The N4 test is a total of 125 minutes, with 30 minutes dedicated to vocabulary, 1 hour dedicated to grammar and reading, and the final 35 minutes for listening. Most of the questions are similar to those on the N5 test with a higher difficulty level. A detailed list of all the question types can be found here: JLPT N4 Test Question Types.
The vocabulary section on N4 adds one question type to the N5 types. On N4, test-takers will be given a word, and then 4 sentences from which to choose the one sentence for which the word is used correctly. This can be difficult because it requires understanding the sentences to get the context in addition to understanding the usage of the vocabulary word in question.
The questions on the grammar and reading section, as well as the listening section are basically the same as those found on the N5 test, however done with more difficult topics and more advanced vocabulary and grammar.
The Japanese Language Proficiency Test – Level N3
The N3 test is the new test introduced in 2009 to close the gap in difficulty between the previous test levels 2 and 3. The pre-2009 level 3 is most similar to the current N4 test described above. N3 is the highest of these intermediate levels.
If you previously took the JLPT and passed level 3, continued to study and are wondering what test to take, you may have a good shot at passing the next sequential level which is N3, though students who have advanced a great deal may even want to give the N2 level a try.
The N3 level of the Japanese Language Proficiency Test features a 30 minute vocabulary section (the same length as the N4), a 70 minute grammar and reading section, and an slightly longer listening section of 40 minutes. The actual test time of the N3 is a total of 140 minutes all together.

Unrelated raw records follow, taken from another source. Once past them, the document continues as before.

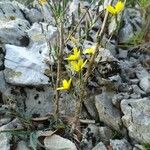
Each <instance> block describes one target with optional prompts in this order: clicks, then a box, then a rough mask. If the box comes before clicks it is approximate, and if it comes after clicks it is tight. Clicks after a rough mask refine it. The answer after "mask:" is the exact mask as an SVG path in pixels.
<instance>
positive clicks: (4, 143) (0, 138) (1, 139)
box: [0, 133, 11, 150]
mask: <svg viewBox="0 0 150 150" xmlns="http://www.w3.org/2000/svg"><path fill="white" fill-rule="evenodd" d="M10 139H11V135H9V134H8V133H1V134H0V150H10Z"/></svg>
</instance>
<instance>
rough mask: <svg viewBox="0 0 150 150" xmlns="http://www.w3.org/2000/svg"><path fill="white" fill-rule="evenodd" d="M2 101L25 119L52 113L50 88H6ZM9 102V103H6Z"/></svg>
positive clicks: (52, 107) (7, 87)
mask: <svg viewBox="0 0 150 150" xmlns="http://www.w3.org/2000/svg"><path fill="white" fill-rule="evenodd" d="M3 95H4V96H3V101H5V103H7V104H9V105H12V104H13V106H14V107H15V106H17V108H15V109H16V110H17V111H18V112H21V114H23V115H24V116H26V117H42V116H45V115H47V114H49V113H52V112H53V111H54V108H55V107H54V102H53V98H54V91H53V90H52V89H51V88H50V87H48V86H47V87H39V88H33V87H32V88H27V87H25V88H23V87H15V86H8V87H7V89H6V90H5V92H3ZM8 100H9V101H8Z"/></svg>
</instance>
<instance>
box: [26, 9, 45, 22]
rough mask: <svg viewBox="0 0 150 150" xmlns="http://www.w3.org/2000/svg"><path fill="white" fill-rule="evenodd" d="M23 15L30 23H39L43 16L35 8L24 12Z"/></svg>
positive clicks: (26, 10) (43, 17)
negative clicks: (25, 15) (24, 15)
mask: <svg viewBox="0 0 150 150" xmlns="http://www.w3.org/2000/svg"><path fill="white" fill-rule="evenodd" d="M24 13H25V15H26V18H27V19H28V21H29V22H30V23H35V22H41V21H43V20H44V17H43V14H42V13H41V12H40V11H39V10H37V9H35V8H31V9H30V10H25V11H24Z"/></svg>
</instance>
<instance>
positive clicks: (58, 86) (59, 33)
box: [55, 22, 64, 116]
mask: <svg viewBox="0 0 150 150" xmlns="http://www.w3.org/2000/svg"><path fill="white" fill-rule="evenodd" d="M63 34H64V28H63V22H60V31H59V38H60V48H59V51H58V57H57V58H58V60H57V81H56V110H55V114H56V115H57V116H59V91H58V90H57V88H58V87H59V84H60V79H61V62H62V56H63V49H64V36H63Z"/></svg>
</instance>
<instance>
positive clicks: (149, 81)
mask: <svg viewBox="0 0 150 150" xmlns="http://www.w3.org/2000/svg"><path fill="white" fill-rule="evenodd" d="M139 86H140V87H141V89H143V91H145V92H146V93H150V75H149V76H147V77H144V78H143V79H141V80H140V83H139Z"/></svg>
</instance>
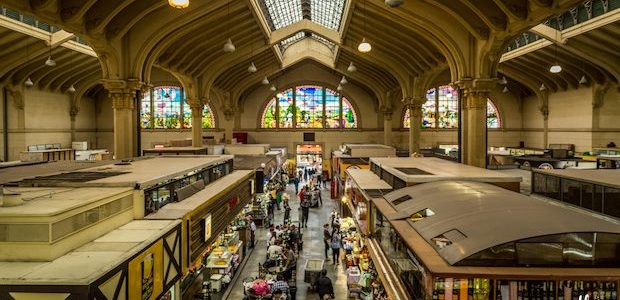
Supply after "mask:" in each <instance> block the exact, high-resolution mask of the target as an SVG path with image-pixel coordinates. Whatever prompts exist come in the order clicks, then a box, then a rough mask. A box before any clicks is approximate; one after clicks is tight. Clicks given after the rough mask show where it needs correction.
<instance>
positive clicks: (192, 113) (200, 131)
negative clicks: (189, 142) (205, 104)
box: [187, 99, 204, 147]
mask: <svg viewBox="0 0 620 300" xmlns="http://www.w3.org/2000/svg"><path fill="white" fill-rule="evenodd" d="M187 103H188V104H189V107H190V108H191V110H192V146H193V147H202V111H203V109H204V104H203V103H202V102H201V101H200V100H198V99H187Z"/></svg>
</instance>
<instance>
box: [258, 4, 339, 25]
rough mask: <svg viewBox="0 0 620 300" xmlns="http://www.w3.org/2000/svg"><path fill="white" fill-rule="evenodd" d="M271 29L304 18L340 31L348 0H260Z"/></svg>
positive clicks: (260, 5)
mask: <svg viewBox="0 0 620 300" xmlns="http://www.w3.org/2000/svg"><path fill="white" fill-rule="evenodd" d="M259 3H260V6H261V9H262V10H263V14H264V15H265V18H267V23H269V27H270V28H271V30H272V31H273V30H278V29H280V28H282V27H286V26H288V25H291V24H293V23H295V22H299V21H301V20H302V19H306V20H310V21H312V22H314V23H317V24H319V25H322V26H324V27H327V28H329V29H331V30H335V31H338V30H339V29H340V22H341V20H342V12H343V11H344V6H345V4H346V0H259Z"/></svg>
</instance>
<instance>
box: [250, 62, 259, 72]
mask: <svg viewBox="0 0 620 300" xmlns="http://www.w3.org/2000/svg"><path fill="white" fill-rule="evenodd" d="M256 71H258V69H256V65H254V62H251V63H250V66H249V67H248V72H250V73H256Z"/></svg>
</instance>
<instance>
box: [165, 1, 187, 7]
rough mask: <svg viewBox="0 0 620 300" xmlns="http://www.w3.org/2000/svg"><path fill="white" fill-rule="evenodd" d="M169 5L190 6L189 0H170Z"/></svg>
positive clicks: (171, 5) (175, 5)
mask: <svg viewBox="0 0 620 300" xmlns="http://www.w3.org/2000/svg"><path fill="white" fill-rule="evenodd" d="M168 5H170V6H172V7H174V8H187V7H188V6H189V0H168Z"/></svg>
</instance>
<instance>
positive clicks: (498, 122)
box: [487, 99, 502, 128]
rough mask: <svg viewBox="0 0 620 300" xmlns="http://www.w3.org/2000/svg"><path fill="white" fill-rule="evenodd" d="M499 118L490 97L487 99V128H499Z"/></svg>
mask: <svg viewBox="0 0 620 300" xmlns="http://www.w3.org/2000/svg"><path fill="white" fill-rule="evenodd" d="M500 120H501V119H500V117H499V113H498V112H497V107H495V104H494V103H493V101H491V99H489V100H487V128H500V127H501V125H502V124H501V122H500Z"/></svg>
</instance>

The vocabulary question types are the same as level N4, but with much more advanced vocabulary and sentences. By N3, test-takers are expected to be relatively proficient with familiar or everyday topics and words. More specific content, topics, and vocabulary should be mastered by this time, and test-takers should also be able to understand such things as newspaper headlines or summaries of information.
Slightly difficult reading passages are also introduced here with more difficult concepts being explained with alternative and easier to understand language. The N3 test also introduces longer passages into the reading and grammar section of the test.
In the listening test, longer and more “natural” conversations are introduced. The speed with which the speakers speak is also faster than levels N4 and N5. The N3 conversations are said to take place at “near-native level speed”. Listeners are expected to also pick up and infer information from conversations, such as the relationships between speakers among other things.
The listening section on the N3 test also introduces a cultural element, or gleaning a speaker’s intention based on their words. This may not always be direct, and so requires some familiarity with Japanese language communication strategies.
The JLPT N3 listening test also tests usage of verbal expressions using drawings and asking test-takers to choose the correct expression for a given situation. A person in a drawing of a situation is indicated by an arrow. Test-takers listen to a question asked and must respond as the person indicated should, using correct and appropriate Japanese conversation.
Conclusion and Further Investigations
The JLPT provides a sample question for each type of question found on each level of the JLPT. This can be useful for people who are just trying to choose a level to start studying for, or people who want to know what the questions on the test actually look at. JLPT Sample Questions by Level.
The tests can be a great way to self-check your Japanese language ability, or also to network with other people learning Japanese in your area. Knowing the question types and choosing the appropriate test level can ensure that taking the Japanese Language Proficiency Test can be both enjoyable and productive for you. Now that the exam is offered twice a year, the JLPT can be a regular part of any Japanese curriculum.